The crisis will certainly have negative effects on bank balance sheets. But this time, banks are not the cause of the crisis; they rather have to be part of the solution. And they are in much better shape now, with more capital and a better liquidity position.
The supervisory arm of the ECB has implemented significant measures to allow banks to continue to provide funding to firms and households. ECB Banking Supervision has communicated to banks that it will use maximum flexibility in evaluating the progress of ongoing plans to reduce past NPLs. It is important that we find the right balance between helping banks absorb the impact of the current downturn and identifying risks, deploy sustainable solutions for viable distressed debtors. Only a strong, but at the same time sufficiently flexible, banking system is able to meet the financing needs of people and businesses.

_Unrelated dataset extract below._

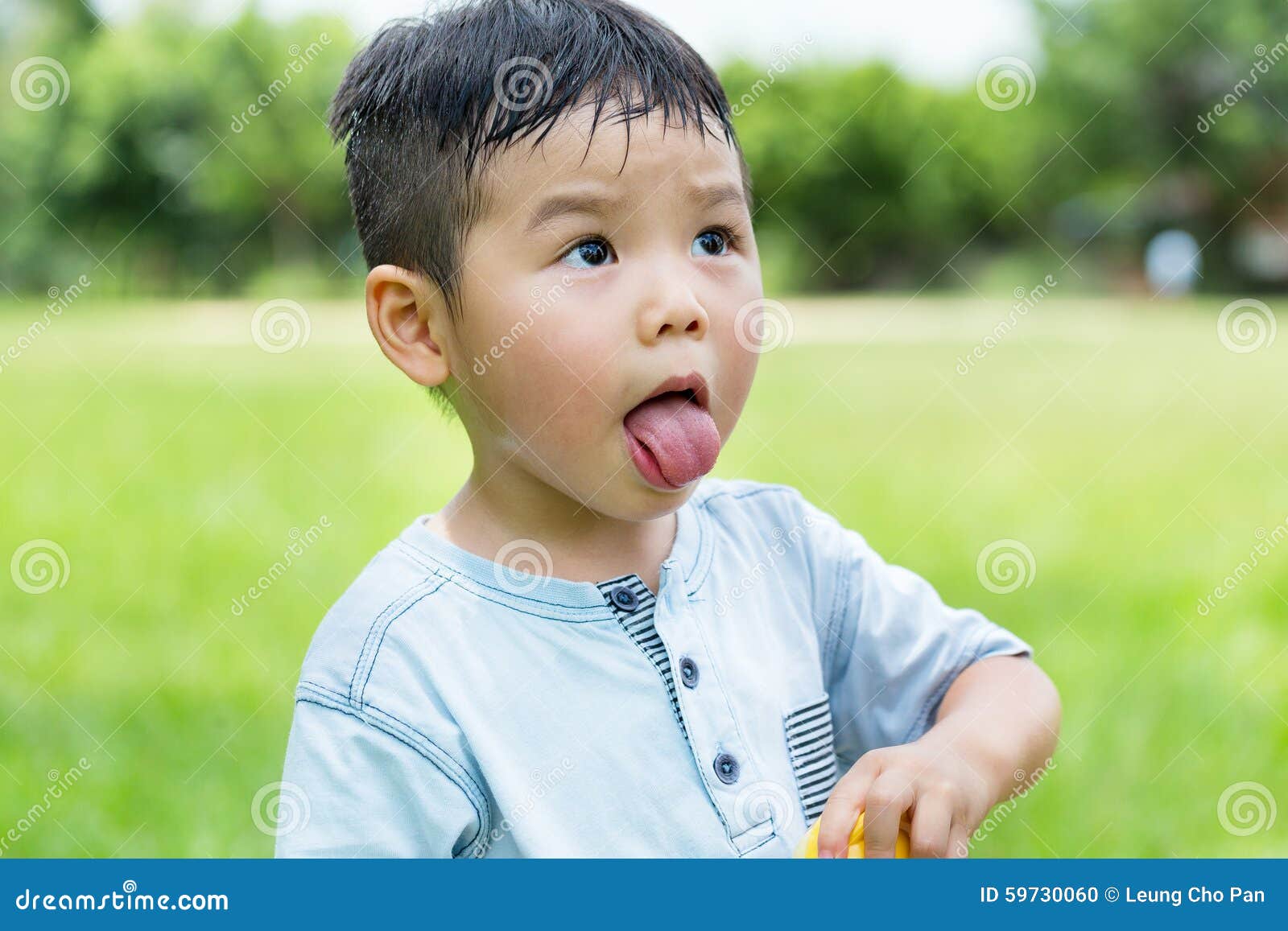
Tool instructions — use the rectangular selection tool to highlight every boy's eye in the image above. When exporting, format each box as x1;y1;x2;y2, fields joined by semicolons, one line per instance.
560;238;614;268
689;229;729;256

Christine Lagarde has mentioned that aside from what the ECB can and will do, the Member States of the euro area should assume their responsibilities on the fiscal side. The ESM is exploring various options towards that end, although differences among Member States remain. Would the ECB consider eurobonds in the form of “coronabonds” as a proper way forward in order for the euro area economy to counter the economic impact of the virus? And could urgent circumstances lead to the activation of the “OMT bazooka” being delinked from an ECCL programme?
These are political decisions, which are not within the ECB’s remit. That being said, there is clearly a need to provide European-level support to those euro area countries hit most by the crisis. This is not just a question of European solidarity, but also makes sense from an economic standpoint. Mitigating the negative economic effects of the crisis in each Member State and supporting the recovery afterwards makes the whole of Europe stronger.
The issuance of one-off “coronabonds” is one possibility. There are other instruments that could be used, like an EU rescue fund or measures involving the ESM or the European Investment Bank.
In the current crisis, the PEPP is the right instrument to support the euro area on the monetary policy side. Outright Monetary Transactions (OMTs) were designed to address a different contingency: the risk that the expectations of a euro area break-up might become self-fulfilling. OMTs remain an essential element of our policy toolkit, but they are not the most suitable instrument to counter the current crisis.